The Friedrich Naumann Foundation for Freedom’s Cato Institute, Fraser Institute, and Liberales Institute publish an annual study called the Human Freedom Index that provides a summary of “freedom” in a number of different nations across the world. It gauges the connections between social and economic circumstances and many forms of freedom, including political, religious, economic, and personal freedom.
In order to determine the important factors that influence freedom narratives, this lab will examine data from 2008 to 2016.
library(tidyverse)
## ── Attaching core tidyverse packages ──────────────────────── tidyverse 2.0.0 ──
## ✔ dplyr 1.1.4 ✔ readr 2.1.5
## ✔ forcats 1.0.0 ✔ stringr 1.5.1
## ✔ ggplot2 3.5.1 ✔ tibble 3.2.1
## ✔ lubridate 1.9.4 ✔ tidyr 1.3.1
## ✔ purrr 1.0.4
## ── Conflicts ────────────────────────────────────────── tidyverse_conflicts() ──
## ✖ dplyr::filter() masks stats::filter()
## ✖ dplyr::lag() masks stats::lag()
## ℹ Use the conflicted package (<http://conflicted.r-lib.org/>) to force all conflicts to become errors
library(openintro)
## Loading required package: airports
## Loading required package: cherryblossom
## Loading required package: usdata
data('hfi', package='openintro')
dim(hfi)
## [1] 1458 123
Will use a scatter plot to explore the relationship between personal freedom score and political expression control
ggplot(hfi, aes(x = pf_expression_control, y = pf_score)) +
geom_point() +
geom_smooth(method = "lm", se = FALSE)
## `geom_smooth()` using formula = 'y ~ x'
## Warning: Removed 80 rows containing non-finite outside the scale range
## (`stat_smooth()`).
## Warning: Removed 80 rows containing missing values or values outside the scale range
## (`geom_point()`).
This plot provide a more understanding whether linear relationship
exits. A linear model may be appropriate if the points form an
approximately straight line.
hfi %>%
summarise(cor(pf_expression_control, pf_score, use = "complete.obs"))
## # A tibble: 1 × 1
## `cor(pf_expression_control, pf_score, use = "complete.obs")`
## <dbl>
## 1 0.796
Here we can see that a correlation close to 1 or -1 suggests a strong linear relationship.

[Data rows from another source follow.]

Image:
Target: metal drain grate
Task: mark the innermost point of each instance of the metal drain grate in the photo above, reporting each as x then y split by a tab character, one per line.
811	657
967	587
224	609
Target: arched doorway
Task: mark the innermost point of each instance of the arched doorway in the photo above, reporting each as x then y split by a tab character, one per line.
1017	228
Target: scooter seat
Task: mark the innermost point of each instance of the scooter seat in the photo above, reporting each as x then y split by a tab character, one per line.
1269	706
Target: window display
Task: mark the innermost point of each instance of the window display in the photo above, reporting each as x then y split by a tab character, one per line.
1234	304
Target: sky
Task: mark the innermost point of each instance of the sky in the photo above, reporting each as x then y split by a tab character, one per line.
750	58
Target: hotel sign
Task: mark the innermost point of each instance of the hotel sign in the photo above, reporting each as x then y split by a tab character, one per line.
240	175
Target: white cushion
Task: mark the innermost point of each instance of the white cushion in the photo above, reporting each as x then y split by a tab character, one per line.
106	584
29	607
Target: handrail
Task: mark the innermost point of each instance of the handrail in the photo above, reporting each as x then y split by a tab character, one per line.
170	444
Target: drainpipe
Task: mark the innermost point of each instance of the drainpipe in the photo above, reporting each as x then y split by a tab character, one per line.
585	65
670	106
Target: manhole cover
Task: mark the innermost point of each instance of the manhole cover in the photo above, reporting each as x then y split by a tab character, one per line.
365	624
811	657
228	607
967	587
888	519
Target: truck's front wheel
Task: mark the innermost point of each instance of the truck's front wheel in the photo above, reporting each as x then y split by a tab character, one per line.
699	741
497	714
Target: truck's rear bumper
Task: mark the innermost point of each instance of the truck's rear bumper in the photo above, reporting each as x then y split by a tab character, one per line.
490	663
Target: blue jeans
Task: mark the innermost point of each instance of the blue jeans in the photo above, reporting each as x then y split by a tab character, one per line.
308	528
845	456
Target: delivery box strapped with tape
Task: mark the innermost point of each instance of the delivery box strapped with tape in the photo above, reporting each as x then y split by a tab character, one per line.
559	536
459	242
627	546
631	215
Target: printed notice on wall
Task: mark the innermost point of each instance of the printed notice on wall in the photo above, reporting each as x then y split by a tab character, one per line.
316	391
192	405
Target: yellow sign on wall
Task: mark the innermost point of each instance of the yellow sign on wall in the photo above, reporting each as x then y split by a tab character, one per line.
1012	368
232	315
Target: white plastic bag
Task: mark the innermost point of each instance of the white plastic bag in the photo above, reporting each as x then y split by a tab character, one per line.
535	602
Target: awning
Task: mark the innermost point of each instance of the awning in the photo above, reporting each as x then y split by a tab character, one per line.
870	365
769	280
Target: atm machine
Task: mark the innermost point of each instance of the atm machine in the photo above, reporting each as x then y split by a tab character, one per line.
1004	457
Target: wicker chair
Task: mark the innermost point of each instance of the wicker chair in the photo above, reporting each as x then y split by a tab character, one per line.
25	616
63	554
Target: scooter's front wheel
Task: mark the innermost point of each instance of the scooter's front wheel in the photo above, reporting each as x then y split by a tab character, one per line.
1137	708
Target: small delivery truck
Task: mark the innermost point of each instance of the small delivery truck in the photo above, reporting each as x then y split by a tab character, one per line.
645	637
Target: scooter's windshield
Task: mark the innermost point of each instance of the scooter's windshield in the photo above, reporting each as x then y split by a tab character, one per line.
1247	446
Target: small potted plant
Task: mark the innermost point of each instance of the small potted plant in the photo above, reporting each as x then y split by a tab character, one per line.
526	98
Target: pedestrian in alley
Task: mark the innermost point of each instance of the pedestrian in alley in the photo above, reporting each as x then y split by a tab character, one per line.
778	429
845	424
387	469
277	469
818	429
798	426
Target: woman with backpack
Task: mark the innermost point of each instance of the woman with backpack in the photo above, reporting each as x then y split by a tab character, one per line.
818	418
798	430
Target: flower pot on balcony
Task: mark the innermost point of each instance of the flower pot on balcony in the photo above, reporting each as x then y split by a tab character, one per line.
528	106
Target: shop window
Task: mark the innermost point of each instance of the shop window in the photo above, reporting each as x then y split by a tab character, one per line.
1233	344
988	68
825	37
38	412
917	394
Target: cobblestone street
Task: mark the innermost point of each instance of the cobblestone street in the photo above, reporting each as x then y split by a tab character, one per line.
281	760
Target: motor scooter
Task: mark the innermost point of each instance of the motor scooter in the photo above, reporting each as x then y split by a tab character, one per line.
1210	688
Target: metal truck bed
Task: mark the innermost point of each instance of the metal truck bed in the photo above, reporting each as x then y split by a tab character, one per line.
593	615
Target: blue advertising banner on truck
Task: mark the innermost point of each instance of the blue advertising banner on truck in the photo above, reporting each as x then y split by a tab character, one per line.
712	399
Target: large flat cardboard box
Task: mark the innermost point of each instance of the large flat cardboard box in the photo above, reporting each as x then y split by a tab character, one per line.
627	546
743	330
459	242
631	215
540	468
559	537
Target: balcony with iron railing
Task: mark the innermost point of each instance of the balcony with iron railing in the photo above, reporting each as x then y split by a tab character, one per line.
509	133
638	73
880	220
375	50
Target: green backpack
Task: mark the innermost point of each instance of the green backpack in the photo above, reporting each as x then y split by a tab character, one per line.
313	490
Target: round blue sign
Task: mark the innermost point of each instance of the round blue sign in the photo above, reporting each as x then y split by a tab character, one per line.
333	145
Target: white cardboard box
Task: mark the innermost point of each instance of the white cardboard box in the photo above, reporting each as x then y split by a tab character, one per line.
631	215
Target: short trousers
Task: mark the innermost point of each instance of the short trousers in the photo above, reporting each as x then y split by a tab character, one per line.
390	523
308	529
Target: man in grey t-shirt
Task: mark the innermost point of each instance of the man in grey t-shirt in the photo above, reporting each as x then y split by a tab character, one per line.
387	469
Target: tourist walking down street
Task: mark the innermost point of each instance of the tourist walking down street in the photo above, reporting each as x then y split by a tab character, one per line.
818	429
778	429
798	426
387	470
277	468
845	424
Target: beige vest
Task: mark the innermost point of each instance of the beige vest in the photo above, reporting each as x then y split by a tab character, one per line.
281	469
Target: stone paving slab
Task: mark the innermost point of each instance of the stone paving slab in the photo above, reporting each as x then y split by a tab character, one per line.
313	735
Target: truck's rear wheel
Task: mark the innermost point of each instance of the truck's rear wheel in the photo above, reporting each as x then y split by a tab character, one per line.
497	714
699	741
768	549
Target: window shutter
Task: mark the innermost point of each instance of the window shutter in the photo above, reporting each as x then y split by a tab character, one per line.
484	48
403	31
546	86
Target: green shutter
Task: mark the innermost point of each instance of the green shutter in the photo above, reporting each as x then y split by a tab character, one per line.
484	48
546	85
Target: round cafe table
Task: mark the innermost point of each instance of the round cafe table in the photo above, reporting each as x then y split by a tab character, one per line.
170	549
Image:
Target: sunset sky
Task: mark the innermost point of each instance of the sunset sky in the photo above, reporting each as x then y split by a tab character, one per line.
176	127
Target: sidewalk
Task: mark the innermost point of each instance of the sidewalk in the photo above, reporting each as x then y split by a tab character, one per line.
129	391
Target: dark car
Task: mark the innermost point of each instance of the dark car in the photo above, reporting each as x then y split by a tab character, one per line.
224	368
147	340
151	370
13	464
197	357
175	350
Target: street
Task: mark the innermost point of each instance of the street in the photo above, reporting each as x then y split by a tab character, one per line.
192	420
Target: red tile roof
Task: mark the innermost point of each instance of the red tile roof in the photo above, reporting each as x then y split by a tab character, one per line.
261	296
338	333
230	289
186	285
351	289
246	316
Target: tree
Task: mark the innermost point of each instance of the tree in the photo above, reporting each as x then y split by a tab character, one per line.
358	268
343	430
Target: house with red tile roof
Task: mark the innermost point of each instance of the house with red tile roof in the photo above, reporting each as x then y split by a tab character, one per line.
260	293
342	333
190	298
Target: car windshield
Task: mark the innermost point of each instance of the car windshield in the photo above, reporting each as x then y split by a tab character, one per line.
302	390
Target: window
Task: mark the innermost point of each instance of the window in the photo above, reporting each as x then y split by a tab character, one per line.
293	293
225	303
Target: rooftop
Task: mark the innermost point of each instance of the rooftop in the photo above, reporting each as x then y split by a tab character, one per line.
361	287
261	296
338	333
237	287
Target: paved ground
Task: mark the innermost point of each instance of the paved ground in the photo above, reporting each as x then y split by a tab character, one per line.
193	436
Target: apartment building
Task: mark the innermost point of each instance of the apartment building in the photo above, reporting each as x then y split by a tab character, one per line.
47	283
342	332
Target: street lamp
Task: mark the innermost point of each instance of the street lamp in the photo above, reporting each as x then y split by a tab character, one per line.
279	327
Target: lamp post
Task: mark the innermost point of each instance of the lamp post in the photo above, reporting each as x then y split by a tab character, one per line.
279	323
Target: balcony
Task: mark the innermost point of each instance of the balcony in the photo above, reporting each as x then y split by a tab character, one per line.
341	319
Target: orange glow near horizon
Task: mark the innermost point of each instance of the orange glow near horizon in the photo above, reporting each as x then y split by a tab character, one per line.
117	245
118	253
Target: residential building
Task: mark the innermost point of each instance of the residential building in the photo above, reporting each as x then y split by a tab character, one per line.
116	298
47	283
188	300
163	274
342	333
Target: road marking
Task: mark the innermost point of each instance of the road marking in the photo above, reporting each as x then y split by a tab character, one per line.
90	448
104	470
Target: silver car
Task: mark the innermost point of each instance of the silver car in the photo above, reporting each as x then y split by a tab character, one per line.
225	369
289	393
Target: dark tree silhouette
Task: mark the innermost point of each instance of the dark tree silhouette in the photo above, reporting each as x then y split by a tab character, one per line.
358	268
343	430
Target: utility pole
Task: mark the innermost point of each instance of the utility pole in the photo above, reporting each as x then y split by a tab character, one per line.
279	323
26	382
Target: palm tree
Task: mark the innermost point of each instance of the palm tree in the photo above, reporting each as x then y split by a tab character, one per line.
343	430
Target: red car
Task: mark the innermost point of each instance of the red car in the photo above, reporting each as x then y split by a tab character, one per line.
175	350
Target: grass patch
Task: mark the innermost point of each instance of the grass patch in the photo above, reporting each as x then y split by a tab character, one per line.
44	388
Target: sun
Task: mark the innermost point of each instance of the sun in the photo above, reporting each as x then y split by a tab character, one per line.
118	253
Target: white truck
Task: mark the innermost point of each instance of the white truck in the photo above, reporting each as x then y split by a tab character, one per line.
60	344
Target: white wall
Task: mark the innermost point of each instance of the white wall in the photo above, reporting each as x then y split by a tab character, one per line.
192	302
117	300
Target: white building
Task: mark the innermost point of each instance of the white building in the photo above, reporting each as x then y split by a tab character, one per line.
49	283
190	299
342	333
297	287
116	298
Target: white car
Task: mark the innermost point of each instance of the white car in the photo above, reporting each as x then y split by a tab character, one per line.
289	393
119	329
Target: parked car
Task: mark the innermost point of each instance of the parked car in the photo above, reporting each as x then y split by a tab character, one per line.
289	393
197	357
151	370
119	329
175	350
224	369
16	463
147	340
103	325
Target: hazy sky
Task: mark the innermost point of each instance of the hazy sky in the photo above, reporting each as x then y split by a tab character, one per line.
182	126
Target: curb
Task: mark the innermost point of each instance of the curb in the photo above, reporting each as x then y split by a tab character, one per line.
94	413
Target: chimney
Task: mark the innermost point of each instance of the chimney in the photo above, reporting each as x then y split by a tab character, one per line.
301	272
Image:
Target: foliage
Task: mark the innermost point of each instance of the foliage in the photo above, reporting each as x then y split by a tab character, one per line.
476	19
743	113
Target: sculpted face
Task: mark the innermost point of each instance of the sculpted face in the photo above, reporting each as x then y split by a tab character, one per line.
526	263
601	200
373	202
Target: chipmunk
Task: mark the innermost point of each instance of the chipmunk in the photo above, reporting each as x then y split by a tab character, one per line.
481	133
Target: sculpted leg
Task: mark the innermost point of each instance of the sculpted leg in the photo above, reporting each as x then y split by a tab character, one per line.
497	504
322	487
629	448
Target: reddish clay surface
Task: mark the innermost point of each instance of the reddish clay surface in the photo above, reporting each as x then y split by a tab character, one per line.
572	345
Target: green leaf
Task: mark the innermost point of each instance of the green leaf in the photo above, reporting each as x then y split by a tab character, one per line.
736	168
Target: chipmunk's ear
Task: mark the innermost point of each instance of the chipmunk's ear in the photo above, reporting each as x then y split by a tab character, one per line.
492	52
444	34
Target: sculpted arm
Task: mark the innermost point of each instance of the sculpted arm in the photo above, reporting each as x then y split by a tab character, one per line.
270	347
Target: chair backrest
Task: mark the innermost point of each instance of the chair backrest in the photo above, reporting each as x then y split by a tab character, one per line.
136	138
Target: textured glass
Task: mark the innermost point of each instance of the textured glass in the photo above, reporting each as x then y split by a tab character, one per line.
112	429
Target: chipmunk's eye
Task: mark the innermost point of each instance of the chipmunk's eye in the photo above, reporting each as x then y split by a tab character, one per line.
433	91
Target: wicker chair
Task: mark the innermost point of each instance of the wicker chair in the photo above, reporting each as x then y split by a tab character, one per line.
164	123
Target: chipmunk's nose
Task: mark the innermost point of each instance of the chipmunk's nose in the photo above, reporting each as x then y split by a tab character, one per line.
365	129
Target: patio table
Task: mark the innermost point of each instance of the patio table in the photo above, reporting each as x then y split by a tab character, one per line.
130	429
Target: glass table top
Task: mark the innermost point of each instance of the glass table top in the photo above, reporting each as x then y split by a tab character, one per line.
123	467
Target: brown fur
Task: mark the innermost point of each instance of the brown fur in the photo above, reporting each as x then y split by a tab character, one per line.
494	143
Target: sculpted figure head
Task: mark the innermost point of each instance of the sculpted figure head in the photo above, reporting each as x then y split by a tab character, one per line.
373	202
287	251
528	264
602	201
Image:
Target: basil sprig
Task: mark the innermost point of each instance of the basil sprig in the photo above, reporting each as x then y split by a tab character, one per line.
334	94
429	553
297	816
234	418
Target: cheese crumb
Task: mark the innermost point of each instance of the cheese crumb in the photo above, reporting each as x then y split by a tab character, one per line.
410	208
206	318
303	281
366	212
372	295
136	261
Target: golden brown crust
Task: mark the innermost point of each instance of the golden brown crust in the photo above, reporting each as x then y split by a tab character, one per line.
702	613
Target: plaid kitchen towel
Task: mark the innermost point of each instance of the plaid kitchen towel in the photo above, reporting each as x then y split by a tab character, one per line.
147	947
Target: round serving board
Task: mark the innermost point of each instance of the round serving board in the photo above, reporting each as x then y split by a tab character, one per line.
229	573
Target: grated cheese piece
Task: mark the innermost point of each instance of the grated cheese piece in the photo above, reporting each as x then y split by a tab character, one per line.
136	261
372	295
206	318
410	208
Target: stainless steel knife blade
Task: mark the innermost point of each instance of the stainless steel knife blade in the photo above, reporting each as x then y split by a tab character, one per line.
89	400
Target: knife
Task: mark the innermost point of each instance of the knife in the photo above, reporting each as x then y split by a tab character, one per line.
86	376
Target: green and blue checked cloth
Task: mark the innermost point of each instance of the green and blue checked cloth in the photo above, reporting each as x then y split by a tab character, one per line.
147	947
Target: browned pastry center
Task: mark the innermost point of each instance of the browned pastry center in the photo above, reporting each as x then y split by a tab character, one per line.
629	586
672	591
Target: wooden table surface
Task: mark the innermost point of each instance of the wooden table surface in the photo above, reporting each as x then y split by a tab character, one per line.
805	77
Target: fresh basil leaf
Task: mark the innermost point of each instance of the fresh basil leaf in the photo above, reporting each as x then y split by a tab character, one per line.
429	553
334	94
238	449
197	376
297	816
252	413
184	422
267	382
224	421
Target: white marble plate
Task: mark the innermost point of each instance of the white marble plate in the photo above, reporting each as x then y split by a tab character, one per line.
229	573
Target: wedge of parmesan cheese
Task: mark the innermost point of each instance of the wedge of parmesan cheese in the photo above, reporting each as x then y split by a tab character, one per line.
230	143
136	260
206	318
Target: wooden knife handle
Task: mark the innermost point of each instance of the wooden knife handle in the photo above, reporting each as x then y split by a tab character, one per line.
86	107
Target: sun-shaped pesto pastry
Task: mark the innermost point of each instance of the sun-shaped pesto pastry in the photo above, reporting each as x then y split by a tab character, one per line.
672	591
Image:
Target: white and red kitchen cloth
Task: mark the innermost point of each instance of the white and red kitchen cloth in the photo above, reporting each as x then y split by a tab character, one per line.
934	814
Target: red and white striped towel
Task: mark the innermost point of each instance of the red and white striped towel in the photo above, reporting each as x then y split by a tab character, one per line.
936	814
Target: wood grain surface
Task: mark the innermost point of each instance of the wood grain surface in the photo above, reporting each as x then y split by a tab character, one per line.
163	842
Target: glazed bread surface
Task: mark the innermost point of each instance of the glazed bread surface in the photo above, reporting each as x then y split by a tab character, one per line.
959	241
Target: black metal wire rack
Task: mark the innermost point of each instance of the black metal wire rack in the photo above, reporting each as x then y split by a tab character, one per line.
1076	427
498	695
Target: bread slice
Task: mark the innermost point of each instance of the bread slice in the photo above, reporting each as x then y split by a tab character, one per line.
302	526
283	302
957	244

ggplot(hfi, aes(x = pf_expression_control, y = pf_score)) +
geom_point(alpha = 0.5) +
labs(x = "Political Pressure on Expression",
y = "Personal Freedom Score",
title = "Relationship Between Political Pressure and Personal Freedom")
## Warning: Removed 80 rows containing missing values or values outside the scale range
## (`geom_point()`).
This plot shows a clear upward trend, indicating that as political
pressure decreases (higher values on the pf_expression_control scale),
the personal freedom score increases. Numerical inspection
#installing required packages.
devtools::install_github("jbryer/DATA606")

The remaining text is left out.